Surprisingly, Watch Dogs offers some multiplayer elements. The big one is “invasions”. At any point outside of the missions, your game can be “hacked” by another player. If you’re the hacker, the goal is to keep a low profile and follow the target to steal their data. If you’re being hacked, you have to find and kill the hacker before the hack is complete. On paper, this mode is quite cool and is no doubt influenced by a similar feature from the Souls games. In practice, however, this has some problems. For one, there doesn’t seem to be a way to opt out of it if you don’t want to do it, apart from simply playing offline. It also has an annoying tendency to happen before starting a mission, preventing you from doing so until the invasion is finished. This is extremely annoying, and there are have been times where I’ve just let the invasion play out since there aren’t any real consequences for losing other than losing your online rating. Finally, it can be very frustrating to find where the hacker is, since you are given no indication other than a purple circle on the map, which shrinks as the invasion goes on. I’ve seen some players tossing grenades and hacking every object in sight, which is weird since the hacker is not supposed to kill the player being hacked. There is also free-roaming and online races available, though these modes were not very populated when I played the game.

Watch Dogs’ graphics caused a lot of controversy on its release.
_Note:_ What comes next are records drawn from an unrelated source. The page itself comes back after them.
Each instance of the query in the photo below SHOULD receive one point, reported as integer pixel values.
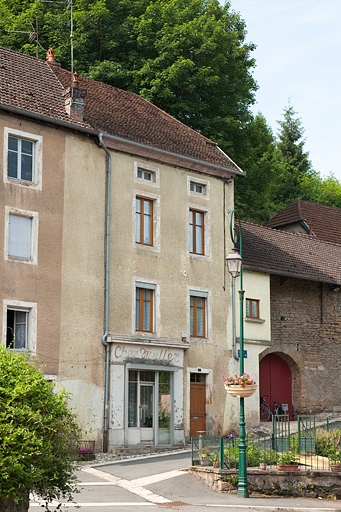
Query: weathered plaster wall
(81, 367)
(37, 283)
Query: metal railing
(316, 448)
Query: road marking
(150, 496)
(274, 508)
(152, 479)
(97, 505)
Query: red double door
(275, 381)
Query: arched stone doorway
(275, 381)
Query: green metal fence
(314, 447)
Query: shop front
(147, 395)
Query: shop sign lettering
(123, 352)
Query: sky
(298, 61)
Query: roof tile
(288, 254)
(37, 87)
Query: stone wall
(307, 484)
(306, 332)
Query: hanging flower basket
(240, 386)
(240, 392)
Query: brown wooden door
(197, 403)
(275, 381)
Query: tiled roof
(34, 86)
(288, 254)
(324, 221)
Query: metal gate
(306, 434)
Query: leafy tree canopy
(39, 433)
(189, 57)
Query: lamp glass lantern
(234, 263)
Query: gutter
(106, 300)
(293, 276)
(90, 131)
(174, 155)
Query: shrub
(39, 433)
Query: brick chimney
(74, 99)
(50, 58)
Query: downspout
(234, 332)
(106, 300)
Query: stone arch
(279, 379)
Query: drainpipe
(106, 301)
(234, 335)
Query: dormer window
(196, 187)
(145, 175)
(22, 158)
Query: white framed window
(146, 221)
(146, 174)
(19, 330)
(197, 187)
(198, 314)
(146, 307)
(21, 235)
(22, 158)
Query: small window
(144, 221)
(145, 175)
(197, 188)
(196, 231)
(198, 308)
(17, 329)
(252, 308)
(22, 158)
(144, 316)
(20, 236)
(19, 325)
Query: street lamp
(235, 267)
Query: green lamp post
(235, 267)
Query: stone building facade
(116, 277)
(300, 366)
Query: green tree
(322, 190)
(292, 161)
(253, 193)
(39, 433)
(189, 57)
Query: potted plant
(240, 385)
(204, 456)
(215, 459)
(334, 462)
(288, 461)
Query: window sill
(255, 320)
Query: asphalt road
(153, 484)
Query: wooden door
(275, 381)
(197, 404)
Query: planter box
(239, 391)
(9, 505)
(288, 467)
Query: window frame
(31, 325)
(142, 217)
(153, 170)
(192, 226)
(193, 311)
(34, 216)
(249, 308)
(36, 140)
(140, 307)
(204, 184)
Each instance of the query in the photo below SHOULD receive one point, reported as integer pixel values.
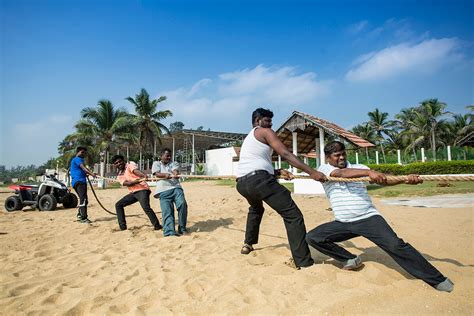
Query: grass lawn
(425, 189)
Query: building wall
(219, 162)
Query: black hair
(261, 113)
(117, 157)
(166, 149)
(79, 148)
(332, 147)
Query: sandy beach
(51, 264)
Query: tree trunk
(140, 160)
(433, 144)
(383, 154)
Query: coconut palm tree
(147, 119)
(434, 110)
(102, 124)
(382, 126)
(404, 122)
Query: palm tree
(366, 132)
(147, 119)
(382, 126)
(434, 110)
(404, 123)
(102, 124)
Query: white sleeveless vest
(254, 155)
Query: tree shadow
(376, 254)
(282, 245)
(211, 224)
(260, 233)
(377, 251)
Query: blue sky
(216, 61)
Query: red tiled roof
(308, 129)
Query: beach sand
(51, 264)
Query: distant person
(135, 180)
(79, 172)
(356, 216)
(170, 193)
(257, 182)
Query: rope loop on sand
(460, 177)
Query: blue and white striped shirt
(349, 200)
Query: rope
(97, 199)
(460, 177)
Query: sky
(216, 61)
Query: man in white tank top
(256, 181)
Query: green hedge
(434, 167)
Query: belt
(251, 174)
The original demo shown in 2012 showcased some extremely impressive graphics, giving people an idea of what the next generation might look like. The final released version doesn’t quite reach that level, as visual features had to be sacrificed to get the game to run on the new consoles. Nevertheless, Watch Dogs remains a good looking game, especially when driving through the city during a rainy night. The puddle reflects, combined with the bright lights, look eerily photo-realistic at times. The city itself shows off a very impressive level of detail, with a lot of unique landmarks and a distinctive feel for each of its regions. I think that Ubisoft Montreal did a good job in depicting a Chicago that feels “alive”, even if its obviously not a 1-1 recreation. Some famous Chicago landmarks are changed or slightly tweaked due to branding issues or to work them into the game’s fiction, but they’re close enough that you still get the sense of visiting Chicago.
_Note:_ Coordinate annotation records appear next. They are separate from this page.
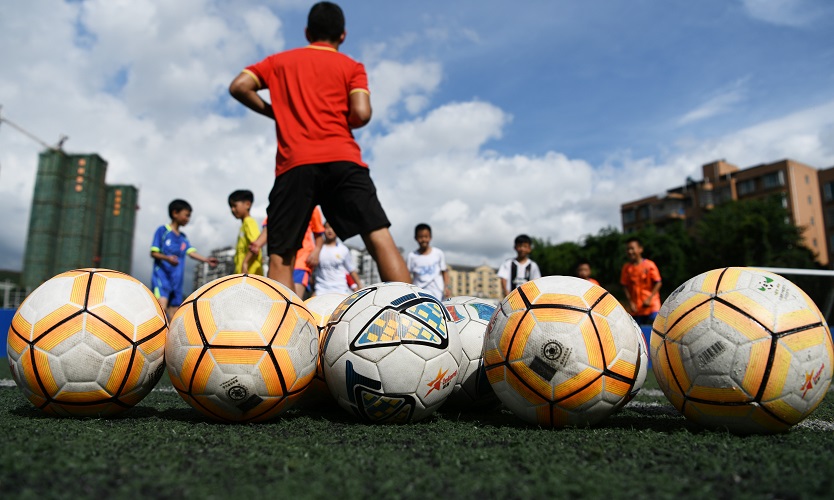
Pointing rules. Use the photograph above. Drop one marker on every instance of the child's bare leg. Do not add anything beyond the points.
(382, 248)
(280, 269)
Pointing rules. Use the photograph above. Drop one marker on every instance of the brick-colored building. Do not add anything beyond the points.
(801, 188)
(480, 281)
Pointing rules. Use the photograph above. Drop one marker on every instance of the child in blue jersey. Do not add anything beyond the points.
(168, 250)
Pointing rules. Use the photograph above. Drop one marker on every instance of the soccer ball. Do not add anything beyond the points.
(472, 390)
(242, 349)
(87, 343)
(742, 349)
(391, 353)
(320, 306)
(562, 351)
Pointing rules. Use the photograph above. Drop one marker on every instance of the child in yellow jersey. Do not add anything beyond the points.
(246, 261)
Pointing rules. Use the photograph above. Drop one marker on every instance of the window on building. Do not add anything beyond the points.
(828, 191)
(746, 187)
(774, 179)
(706, 198)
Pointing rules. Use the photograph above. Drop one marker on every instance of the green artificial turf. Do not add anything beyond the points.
(162, 448)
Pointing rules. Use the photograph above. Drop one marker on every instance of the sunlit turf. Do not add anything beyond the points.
(163, 448)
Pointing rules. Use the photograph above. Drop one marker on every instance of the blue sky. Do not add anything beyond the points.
(490, 118)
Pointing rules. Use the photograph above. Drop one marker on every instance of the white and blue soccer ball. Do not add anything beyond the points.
(391, 353)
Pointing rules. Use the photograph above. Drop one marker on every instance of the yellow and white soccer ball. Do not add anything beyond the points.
(472, 390)
(88, 342)
(562, 351)
(742, 349)
(242, 349)
(391, 354)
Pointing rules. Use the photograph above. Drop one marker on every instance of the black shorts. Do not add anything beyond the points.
(345, 192)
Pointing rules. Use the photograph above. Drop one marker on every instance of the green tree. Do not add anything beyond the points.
(750, 233)
(556, 259)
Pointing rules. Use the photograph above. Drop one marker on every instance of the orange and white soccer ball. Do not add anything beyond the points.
(88, 342)
(742, 349)
(242, 349)
(391, 354)
(321, 307)
(562, 351)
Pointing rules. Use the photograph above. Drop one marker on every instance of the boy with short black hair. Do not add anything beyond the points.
(515, 272)
(427, 265)
(246, 261)
(168, 250)
(641, 282)
(318, 95)
(583, 270)
(335, 266)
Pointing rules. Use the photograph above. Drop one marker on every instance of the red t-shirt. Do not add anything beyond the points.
(310, 89)
(639, 279)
Watch Dogs’ sound design is pretty good. You’ll hear lots of pedestrian chatter as you drive and walk around Chicago, and the game delivers just the right ambience for a city setting. The game also has a soundtrack that you can listen to either in the car or through Aiden’s phone. It consists of rock, blues, jazz, soul, electronic, and hip-hop selections. It’s not the greatest soundtrack I’ve ever heard and seems like something that was only included to tick a box off of a list of features needed for a Grand Theft Auto-style game.

Watch Dogs was heavily marketed by Ubisoft as a competitor to the Grand Theft Auto series. In truth, however, Watch Dogs is actually at its best when it focuses on the things that distinguish it from Grand Theft Auto: the hacking, the stealth, and the platforming. When it reverts to the standard driving and shooting, which is in more of the missions than I would have liked, the game gets much less interesting to play. Watch Dogs is a buffet-style game that attempts to be all things to all players, and the things that I liked about it could very well be the things another person hated. The game is far too long with a poorly paced story and too many side tasks to complete. It’s an unfocused game that does some things very well and other things just average. There is a very good game somewhere in Watch Dogs, but I’m left with the feeling that it didn’t completely live up to its full potential. Still, it does enough things right to make it worth investigating for fans of stealth-based action games.